Michael Pearson

Reading Life

nonfiction
Adventures in books and the world
Nonfiction (travel)
"Pearson is a most companionable guide to take us worlds away." --Arthur Saltzman, author of Nearer: Essays
Fiction
Shohola Falls is a fever dream of a novel that brilliantly weaves past and present, fact and imagination to describe a young man’s quest for himself”
--Tom Kelly, author of Payback
Memoir
“Achingly American, a bittersweet elegy that echoes Thomas Wolfe and Jack Kerouac”
--Mike D’Orso, author of Like Judgment Day
Nonfiction/travel
“A wild travelogue told by a scholarly tour guide”
--The New Orleans Times Picayune
“A fascinating report on America”
--The Columbia S. C. State

Imagined Places: Journeys into Literary America

Excerpt:

The spirit of adventure is strong in me. It always has been. My inclination, which is surely American, is never to be fully satisfied with any place I’ve lived, be it New York or Pennsylvania or Virginia. There are either too many people or too few of the right ones, too many condominiums or not enough bookstores.

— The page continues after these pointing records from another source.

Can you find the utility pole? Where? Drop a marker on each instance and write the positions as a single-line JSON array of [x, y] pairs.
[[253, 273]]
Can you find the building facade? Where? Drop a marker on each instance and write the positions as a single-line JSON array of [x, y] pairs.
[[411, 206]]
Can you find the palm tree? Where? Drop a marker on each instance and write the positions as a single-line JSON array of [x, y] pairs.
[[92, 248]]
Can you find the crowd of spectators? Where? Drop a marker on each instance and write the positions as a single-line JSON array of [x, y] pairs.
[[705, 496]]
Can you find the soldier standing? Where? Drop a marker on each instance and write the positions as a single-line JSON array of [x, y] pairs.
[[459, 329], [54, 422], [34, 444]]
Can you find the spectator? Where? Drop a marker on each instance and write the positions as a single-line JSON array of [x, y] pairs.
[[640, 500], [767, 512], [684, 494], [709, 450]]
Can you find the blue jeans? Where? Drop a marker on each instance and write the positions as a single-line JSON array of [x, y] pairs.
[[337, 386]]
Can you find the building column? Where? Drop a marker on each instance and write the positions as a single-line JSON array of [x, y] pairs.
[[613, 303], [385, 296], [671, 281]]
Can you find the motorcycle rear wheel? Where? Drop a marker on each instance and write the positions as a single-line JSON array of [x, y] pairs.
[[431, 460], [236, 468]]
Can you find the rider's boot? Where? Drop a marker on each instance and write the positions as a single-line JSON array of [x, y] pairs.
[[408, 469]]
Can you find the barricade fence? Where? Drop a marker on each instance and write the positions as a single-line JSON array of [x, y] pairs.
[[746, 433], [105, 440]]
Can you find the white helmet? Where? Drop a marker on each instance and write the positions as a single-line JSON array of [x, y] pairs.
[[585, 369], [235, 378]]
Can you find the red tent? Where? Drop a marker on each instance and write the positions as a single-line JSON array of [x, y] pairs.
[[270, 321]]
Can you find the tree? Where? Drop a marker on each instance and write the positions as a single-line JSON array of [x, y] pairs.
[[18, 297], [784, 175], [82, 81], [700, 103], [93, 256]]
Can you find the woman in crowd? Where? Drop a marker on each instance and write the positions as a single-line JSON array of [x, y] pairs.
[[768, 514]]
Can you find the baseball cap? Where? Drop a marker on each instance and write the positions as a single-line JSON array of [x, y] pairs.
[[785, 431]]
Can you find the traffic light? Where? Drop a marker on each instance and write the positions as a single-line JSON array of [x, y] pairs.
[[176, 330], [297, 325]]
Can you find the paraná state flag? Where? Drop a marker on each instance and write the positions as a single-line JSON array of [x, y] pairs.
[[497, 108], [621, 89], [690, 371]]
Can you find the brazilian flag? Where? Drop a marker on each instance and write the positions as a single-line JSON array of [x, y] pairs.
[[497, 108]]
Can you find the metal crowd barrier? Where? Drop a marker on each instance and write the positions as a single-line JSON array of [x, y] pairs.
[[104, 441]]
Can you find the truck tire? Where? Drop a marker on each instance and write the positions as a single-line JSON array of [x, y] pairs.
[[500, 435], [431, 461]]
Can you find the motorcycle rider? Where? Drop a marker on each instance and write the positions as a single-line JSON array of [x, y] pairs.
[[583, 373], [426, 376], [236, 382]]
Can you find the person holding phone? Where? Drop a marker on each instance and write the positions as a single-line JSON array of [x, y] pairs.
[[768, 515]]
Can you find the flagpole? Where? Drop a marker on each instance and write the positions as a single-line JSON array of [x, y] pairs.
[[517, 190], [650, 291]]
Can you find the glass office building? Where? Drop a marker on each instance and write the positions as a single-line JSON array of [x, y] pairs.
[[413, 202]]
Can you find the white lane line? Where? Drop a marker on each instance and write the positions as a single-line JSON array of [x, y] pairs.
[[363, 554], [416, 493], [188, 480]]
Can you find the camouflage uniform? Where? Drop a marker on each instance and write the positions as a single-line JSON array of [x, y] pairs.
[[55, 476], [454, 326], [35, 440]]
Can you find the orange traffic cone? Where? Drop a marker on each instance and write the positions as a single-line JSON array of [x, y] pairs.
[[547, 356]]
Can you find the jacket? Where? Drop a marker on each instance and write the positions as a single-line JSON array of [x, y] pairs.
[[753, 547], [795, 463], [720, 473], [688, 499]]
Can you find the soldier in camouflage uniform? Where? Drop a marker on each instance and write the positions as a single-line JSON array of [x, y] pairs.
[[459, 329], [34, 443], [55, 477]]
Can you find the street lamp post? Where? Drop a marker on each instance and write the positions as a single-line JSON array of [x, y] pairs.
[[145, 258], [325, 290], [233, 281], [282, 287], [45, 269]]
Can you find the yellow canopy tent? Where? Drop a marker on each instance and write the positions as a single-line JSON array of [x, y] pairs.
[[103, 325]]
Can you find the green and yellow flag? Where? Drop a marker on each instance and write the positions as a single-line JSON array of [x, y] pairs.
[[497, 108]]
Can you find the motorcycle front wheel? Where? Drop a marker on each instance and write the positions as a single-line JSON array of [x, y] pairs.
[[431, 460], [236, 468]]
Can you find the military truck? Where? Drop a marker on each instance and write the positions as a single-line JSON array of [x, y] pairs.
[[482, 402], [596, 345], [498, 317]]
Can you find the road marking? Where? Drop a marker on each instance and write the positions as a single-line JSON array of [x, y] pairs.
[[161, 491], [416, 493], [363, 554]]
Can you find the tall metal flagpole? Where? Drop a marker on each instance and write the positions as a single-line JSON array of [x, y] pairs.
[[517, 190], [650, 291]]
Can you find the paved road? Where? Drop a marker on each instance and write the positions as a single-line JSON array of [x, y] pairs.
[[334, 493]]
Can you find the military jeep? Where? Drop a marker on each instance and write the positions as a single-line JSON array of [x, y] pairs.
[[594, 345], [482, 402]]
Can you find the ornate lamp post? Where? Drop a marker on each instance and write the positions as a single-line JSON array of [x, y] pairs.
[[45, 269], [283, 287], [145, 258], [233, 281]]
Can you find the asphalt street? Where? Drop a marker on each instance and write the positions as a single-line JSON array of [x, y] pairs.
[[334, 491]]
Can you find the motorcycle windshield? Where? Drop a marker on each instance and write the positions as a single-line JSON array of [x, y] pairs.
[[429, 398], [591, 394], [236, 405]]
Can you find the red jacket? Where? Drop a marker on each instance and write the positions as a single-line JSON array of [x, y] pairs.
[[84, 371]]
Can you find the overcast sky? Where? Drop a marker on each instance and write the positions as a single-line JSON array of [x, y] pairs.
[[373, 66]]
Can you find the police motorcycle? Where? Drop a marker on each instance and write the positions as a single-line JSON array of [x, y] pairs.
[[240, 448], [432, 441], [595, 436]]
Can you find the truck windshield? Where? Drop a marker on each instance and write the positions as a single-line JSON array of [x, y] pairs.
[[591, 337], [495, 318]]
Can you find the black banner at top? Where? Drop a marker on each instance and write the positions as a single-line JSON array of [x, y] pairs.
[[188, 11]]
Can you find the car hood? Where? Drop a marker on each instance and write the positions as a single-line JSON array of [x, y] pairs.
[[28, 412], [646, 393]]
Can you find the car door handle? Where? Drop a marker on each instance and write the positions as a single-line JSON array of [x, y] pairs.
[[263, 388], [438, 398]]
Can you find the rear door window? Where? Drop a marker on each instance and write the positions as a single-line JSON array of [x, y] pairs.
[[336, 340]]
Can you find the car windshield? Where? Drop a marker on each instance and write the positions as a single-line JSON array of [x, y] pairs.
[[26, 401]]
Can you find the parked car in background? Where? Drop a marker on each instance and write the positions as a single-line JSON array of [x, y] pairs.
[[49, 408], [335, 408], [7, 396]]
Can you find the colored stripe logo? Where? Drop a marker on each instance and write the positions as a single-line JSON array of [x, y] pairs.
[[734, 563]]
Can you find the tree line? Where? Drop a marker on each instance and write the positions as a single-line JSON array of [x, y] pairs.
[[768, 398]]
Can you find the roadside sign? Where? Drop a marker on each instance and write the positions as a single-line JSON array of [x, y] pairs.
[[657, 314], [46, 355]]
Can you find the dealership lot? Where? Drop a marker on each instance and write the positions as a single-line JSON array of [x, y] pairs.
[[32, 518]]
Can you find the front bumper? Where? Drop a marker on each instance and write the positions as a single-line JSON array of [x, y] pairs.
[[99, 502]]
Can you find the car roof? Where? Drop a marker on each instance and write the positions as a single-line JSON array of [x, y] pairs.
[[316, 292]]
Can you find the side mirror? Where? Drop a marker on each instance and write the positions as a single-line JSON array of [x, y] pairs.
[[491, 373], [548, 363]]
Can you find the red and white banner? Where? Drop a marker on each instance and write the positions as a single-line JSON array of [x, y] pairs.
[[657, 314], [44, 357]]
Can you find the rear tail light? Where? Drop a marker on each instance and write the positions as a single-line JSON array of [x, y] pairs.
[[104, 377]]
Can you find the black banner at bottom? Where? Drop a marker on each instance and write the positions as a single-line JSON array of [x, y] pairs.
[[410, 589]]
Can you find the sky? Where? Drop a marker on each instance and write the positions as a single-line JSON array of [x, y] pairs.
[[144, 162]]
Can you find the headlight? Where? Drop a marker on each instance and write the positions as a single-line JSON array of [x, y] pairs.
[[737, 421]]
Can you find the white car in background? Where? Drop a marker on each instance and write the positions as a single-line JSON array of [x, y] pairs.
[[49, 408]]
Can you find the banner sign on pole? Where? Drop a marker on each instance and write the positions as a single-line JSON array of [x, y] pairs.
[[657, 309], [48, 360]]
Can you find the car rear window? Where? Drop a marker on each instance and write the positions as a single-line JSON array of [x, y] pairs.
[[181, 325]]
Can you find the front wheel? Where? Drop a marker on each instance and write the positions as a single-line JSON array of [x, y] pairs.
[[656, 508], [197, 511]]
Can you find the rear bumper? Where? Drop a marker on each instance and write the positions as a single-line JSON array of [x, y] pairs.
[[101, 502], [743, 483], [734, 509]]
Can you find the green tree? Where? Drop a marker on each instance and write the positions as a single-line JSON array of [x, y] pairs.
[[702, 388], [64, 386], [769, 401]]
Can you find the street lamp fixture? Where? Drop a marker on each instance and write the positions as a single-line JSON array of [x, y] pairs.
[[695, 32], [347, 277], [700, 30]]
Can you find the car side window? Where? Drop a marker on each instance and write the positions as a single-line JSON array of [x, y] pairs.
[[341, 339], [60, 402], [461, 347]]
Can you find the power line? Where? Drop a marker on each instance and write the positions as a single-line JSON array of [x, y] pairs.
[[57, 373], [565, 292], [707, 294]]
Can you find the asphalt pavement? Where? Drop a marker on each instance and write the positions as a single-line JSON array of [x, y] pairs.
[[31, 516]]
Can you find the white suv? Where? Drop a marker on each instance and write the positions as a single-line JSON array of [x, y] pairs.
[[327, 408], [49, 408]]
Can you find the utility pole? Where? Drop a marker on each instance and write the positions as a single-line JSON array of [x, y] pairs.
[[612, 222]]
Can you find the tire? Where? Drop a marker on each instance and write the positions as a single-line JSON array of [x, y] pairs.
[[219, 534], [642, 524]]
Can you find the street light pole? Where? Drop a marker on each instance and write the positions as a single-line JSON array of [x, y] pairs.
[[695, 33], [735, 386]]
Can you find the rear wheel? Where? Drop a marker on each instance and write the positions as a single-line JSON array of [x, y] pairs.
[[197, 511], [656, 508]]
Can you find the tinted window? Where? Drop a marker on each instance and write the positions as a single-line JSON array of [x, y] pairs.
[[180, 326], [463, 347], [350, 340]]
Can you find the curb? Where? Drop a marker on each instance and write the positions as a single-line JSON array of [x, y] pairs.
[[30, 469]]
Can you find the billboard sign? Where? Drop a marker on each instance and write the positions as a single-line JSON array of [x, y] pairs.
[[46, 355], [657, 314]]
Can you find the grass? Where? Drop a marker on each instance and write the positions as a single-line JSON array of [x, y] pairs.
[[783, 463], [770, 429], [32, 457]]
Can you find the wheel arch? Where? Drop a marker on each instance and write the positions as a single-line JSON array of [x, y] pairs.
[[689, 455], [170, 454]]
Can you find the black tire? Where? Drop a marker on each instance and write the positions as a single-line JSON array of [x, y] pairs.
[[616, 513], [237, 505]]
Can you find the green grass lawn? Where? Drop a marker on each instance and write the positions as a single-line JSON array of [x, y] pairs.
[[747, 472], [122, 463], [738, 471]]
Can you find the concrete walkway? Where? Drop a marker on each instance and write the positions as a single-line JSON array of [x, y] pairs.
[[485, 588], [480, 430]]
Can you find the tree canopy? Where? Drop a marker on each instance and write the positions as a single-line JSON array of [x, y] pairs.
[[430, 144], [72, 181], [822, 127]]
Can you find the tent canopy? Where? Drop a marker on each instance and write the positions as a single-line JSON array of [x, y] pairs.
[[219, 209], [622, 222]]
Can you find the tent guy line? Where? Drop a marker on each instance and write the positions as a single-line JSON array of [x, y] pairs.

My impulse has been to travel, to see for myself what lies on the other side of the mountain, not to accept hearsay but to see with my own eyes. The only places that didn’t seem to have an ever-enticing hill just beyond them were imagined places, those I’d dreamt up or read about in books. As Northrop Frye has said, “No matter what direction we start off in, the signposts of literature always keep pointing the same way, to a world where nothing is outside the human imagination.”

I guess I wanted a world as filled with sound and fury as Faulkner’s, as cradled in promises and dark mysteries as Frost’s, as populated with oddballs and heroes as Steinbeck’s. I wanted the mountains and the sea, the brutal winters that froze desire, and the unchanging tropical heat that fed a lazy anticipation. I wanted the perfect memory of childhood that Hannibal represented, but I wanted the violent awakenings of O’Connor’s Georgia as well. In books and legends these worlds existed for me, but I wondered whether, if I stepped beyond the magical circle of imagining, these worlds would disappear like a mirage shimmering into memory.

A few years ago I overheard one of my sons talking with a group of his friends about their fathers’ professions. I recall him saying, “My father reads books.” I felt sorry for him then for not being able to say something more exciting or even more reasonable, but he was close to the truth. That’s exactly what I’ve done for a good part of my life -- read books and talked about them with mostly captive audiences in classrooms. But for me books have always been adventures, a slipping off into unknown territories, a way to lose the world for a time and a way to find it again.